Most recently, Sweet’s work outlining the fatal effects of climate change on Joshua Tree National Park’s majestic namesake trees generated the kind of publicity — and requests for her on-camera expertise — that still makes her a bit squeamish.
Her study modeled several possible outcomes. In the best-case scenario, she and her team found that major efforts to reduce heat-trapping gases in the atmosphere would save a mere 19% of the famous trees’ habitat after the year 2070. In the worst-case scenario, with no reduction in carbon emissions, the park would retain a mere 0.02% of its Joshua tree habitat.
News of the trees’ near-extinction reached a national audience and Sweet’s research directly influenced U.S. Senator Dianne Feinstein to argue for the trees to receive endangered species status.
But Joshua trees are not the only aspect of the landscape that she studies. The Joshua Tree National Park project, which started in 2014, looks at multiple plants and lizards in the park to understand their health. There are plans in place for Sweet and her team to monitor piñon pines, California junipers, black brush, big galleta grasses, and 45 other shrub species for the next decade.
She is also helping lead the charge to protect another beloved local, the desert tortoise.
“I note the locations where the tortoise has been seen and add this to other information about the landscape in these places,” she said. “Was it found at low elevation? Near what kind of vegetation? What was the air temperature like when it was seen? The slope of the hill it was on?”
She then makes a map based on this information that Marines at the Twentynine Palms Marine Corps Air Ground Combat Center use to help protect the tortoises.
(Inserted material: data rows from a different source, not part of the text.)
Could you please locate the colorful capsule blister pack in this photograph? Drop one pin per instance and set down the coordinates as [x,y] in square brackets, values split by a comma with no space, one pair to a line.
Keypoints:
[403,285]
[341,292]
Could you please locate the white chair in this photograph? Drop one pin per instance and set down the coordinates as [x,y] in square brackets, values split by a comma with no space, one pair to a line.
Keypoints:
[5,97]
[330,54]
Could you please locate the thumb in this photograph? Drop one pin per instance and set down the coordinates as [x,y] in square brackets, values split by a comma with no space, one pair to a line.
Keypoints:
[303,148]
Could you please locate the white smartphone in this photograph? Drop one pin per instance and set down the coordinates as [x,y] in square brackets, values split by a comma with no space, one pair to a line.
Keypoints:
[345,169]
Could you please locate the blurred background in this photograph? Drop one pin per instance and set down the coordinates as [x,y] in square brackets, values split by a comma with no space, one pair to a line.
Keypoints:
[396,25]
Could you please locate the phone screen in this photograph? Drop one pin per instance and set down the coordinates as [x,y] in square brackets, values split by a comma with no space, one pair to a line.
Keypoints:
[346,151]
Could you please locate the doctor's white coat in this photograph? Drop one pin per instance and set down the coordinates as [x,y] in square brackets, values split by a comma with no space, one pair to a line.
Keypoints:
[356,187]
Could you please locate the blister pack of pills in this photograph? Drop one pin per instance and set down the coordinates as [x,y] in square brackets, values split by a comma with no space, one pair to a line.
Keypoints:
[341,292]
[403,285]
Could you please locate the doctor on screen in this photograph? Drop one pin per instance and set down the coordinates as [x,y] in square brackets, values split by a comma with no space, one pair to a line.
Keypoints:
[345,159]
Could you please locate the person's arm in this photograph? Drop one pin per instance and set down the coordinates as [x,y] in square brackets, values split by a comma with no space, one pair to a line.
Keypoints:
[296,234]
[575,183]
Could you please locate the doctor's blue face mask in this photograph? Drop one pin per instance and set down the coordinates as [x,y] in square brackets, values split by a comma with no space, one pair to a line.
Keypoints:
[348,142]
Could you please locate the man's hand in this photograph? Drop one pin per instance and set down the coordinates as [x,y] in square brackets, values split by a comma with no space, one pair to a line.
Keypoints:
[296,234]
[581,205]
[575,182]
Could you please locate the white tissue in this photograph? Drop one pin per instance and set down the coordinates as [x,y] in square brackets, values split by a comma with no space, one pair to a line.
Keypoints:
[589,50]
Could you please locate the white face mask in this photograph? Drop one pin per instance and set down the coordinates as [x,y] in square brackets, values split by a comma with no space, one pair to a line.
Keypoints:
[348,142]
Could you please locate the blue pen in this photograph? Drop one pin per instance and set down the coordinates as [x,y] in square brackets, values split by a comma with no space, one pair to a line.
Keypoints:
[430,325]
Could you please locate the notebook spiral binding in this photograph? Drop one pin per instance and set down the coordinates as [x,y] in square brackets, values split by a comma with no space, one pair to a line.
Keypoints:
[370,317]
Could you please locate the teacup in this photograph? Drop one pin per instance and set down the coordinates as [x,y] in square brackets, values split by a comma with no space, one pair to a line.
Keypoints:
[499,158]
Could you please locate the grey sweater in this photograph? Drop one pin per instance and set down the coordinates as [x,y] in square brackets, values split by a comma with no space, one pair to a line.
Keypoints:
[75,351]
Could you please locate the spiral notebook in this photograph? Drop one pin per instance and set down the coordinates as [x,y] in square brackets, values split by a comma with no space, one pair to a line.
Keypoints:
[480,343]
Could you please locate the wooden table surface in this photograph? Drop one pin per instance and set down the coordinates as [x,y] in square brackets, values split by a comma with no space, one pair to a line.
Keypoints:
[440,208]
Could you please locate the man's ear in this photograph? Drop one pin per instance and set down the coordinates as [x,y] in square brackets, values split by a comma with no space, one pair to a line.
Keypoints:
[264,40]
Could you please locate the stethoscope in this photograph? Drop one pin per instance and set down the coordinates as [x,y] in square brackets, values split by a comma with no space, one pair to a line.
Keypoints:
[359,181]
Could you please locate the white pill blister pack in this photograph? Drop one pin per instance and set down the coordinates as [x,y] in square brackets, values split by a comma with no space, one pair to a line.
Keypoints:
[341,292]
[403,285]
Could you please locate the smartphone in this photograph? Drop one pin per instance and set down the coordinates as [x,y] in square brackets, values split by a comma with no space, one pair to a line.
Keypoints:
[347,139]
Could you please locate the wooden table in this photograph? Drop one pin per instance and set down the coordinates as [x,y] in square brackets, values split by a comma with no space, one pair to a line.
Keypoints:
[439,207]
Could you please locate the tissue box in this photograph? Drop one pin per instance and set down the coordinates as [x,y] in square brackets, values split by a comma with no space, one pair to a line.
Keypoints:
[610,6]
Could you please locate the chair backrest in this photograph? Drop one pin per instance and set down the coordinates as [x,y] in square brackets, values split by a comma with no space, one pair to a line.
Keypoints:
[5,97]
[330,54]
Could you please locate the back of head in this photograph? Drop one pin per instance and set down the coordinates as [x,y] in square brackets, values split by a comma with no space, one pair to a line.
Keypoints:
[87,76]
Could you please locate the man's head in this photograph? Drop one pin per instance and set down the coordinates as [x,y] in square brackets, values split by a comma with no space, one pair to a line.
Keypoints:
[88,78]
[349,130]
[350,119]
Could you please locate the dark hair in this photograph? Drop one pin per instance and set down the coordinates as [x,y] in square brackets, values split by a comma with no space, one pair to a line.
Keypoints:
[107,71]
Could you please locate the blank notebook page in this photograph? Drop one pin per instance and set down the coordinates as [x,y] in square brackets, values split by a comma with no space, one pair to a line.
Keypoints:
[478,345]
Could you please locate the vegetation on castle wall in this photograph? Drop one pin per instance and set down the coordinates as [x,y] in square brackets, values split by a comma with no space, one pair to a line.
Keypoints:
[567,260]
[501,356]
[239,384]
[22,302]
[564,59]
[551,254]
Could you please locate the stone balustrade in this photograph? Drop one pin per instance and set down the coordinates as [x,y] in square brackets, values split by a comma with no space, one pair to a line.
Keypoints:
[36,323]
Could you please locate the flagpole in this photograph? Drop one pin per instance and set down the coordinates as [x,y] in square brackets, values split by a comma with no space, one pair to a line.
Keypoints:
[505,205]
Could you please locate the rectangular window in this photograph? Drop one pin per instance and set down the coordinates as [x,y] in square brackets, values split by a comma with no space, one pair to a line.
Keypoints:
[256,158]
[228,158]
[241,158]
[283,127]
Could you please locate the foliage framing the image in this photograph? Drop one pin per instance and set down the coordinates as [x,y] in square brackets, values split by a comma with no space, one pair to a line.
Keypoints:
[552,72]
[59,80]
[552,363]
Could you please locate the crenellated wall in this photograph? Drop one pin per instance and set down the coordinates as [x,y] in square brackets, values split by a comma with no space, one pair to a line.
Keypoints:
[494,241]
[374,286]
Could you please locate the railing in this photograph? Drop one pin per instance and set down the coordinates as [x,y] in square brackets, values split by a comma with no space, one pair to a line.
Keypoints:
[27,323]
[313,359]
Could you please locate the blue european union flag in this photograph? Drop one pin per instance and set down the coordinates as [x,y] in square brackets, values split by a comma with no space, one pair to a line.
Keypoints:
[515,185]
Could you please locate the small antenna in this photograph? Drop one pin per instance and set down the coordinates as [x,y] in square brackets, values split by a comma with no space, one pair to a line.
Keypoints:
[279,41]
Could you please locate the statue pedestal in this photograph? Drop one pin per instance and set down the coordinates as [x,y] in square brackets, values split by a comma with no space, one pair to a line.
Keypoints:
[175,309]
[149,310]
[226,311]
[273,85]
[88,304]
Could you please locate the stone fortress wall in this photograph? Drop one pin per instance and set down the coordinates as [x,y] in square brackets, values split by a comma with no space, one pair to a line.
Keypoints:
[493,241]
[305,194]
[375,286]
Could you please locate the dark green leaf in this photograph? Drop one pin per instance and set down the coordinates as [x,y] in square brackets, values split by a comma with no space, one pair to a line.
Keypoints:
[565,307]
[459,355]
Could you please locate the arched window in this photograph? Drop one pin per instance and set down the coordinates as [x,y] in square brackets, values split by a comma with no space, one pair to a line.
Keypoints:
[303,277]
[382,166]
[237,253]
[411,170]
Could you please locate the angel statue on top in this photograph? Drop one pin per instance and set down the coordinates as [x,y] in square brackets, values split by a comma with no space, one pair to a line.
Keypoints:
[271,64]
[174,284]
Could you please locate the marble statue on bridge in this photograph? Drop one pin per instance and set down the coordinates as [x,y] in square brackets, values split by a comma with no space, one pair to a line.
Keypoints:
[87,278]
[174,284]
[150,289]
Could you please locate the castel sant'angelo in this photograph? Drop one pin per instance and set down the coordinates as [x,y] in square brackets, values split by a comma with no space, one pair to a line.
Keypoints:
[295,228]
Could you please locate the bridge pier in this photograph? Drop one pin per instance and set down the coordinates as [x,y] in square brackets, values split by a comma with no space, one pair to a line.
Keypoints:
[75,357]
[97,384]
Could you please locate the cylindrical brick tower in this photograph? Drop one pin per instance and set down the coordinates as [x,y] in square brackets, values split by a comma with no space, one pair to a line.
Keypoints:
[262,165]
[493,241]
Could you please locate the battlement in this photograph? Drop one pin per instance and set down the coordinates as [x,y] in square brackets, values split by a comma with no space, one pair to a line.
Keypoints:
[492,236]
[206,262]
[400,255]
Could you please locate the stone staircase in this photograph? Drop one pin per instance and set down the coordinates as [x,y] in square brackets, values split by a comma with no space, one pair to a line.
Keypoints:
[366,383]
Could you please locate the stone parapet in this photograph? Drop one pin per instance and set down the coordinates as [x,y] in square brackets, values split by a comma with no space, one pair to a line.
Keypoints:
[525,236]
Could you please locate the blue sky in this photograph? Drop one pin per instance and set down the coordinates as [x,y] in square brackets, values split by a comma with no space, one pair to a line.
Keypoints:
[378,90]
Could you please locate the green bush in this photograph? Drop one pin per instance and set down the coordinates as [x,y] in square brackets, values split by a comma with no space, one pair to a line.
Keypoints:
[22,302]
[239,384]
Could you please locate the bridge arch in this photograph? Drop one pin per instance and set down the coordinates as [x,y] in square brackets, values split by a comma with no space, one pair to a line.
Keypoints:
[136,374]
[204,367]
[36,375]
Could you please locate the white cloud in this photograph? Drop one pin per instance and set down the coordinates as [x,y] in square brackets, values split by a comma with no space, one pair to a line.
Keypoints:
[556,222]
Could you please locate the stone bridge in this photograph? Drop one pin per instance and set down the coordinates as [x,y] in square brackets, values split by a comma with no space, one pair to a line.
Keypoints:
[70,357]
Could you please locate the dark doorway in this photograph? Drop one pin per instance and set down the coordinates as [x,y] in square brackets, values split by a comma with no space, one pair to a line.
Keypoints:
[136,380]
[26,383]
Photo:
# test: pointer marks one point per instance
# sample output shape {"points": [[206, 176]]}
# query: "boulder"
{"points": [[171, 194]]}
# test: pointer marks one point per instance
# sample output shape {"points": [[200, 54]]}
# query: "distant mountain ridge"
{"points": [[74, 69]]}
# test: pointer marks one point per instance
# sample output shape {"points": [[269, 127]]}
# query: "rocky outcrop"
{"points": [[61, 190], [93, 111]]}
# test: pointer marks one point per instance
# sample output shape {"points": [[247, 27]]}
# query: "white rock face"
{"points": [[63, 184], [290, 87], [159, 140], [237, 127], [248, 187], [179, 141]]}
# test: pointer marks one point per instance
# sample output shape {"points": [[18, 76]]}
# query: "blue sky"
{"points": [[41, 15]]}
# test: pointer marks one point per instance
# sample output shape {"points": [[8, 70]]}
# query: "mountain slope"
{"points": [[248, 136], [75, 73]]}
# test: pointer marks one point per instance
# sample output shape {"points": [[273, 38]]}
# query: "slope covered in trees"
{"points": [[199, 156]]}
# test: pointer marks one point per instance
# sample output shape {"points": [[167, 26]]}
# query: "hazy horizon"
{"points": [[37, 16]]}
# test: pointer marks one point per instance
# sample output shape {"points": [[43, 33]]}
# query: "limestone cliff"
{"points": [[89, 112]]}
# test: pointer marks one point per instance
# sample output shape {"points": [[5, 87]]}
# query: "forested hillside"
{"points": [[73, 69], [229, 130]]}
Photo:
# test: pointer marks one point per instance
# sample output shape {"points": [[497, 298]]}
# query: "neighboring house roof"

Sweet is also helping to inform a conservation plan for the entirety of the Coachella Valley, a roughly 45-mile-long area extending from the San Bernardino Mountains to the northern shore of the Salton Sea.
She and her team are looking at all aspects of the desert ecosystem to assess any decline in health. This includes taking groundwater measurements and monitoring mesquite, a tree that has been important to Native Americans and migrating birds, and which mainly grows in areas with surface groundwater.
In Sweet’s view, one of the biggest threats to the desert is the invasion of nonnative plants, such as tamarisk, a tall, shrubby tree originally used for erosion control.
“Water is precious here in the desert, and this shrub is moving in, taking the water, and displacing native species,” she said.
Bolstering her efforts to combat invasive plants, Sweet has had a seat on the California Invasive Plant Council’s board of directors for the past four years. The council, also known as Cal-IPC, is a nonprofit composed of land managers and state employees that maintains a list of plants to help Californians identify problematic species.
To help natural resource managers from across the state learn from one another and coordinate efforts to stop the spread of pesky plants, Sweet is helping organize a symposium this fall. She notes with pride that there are three other female UCR graduates on the organizing board, and that they successfully advocated for the symposium to be held in Riverside for the first time in the organization’s 27-year history.
The conference has been overhauled this year, with more focus on diversity and inclusion. There will be lactation rooms, gender-neutral restrooms, and speakers who will advise people on being more mindful of equity issues in their work.
Sweet participates in Cal-IPC’s Equity, Diversity, and Inclusion Committee, which promoted these changes. The committee helps the nonprofit diversify the materials they produce and appeal to a broader range of people in the field.
“Being more inclusive of women and other underrepresented groups can only benefit the whole land management community,” she said.
Future focused in many ways, Sweet is also helping inspire the next generation of scientists. She is partnering with a company called JASON Learning on an ecology webinar that will add to the science curricula in schools across the nation.
“I want to be a role model, particularly for girls interested in science, technology, engineering, and math subjects,” she said. “I hope the webinar, and this interview, will inspire a young person to pursue their scientific passions.”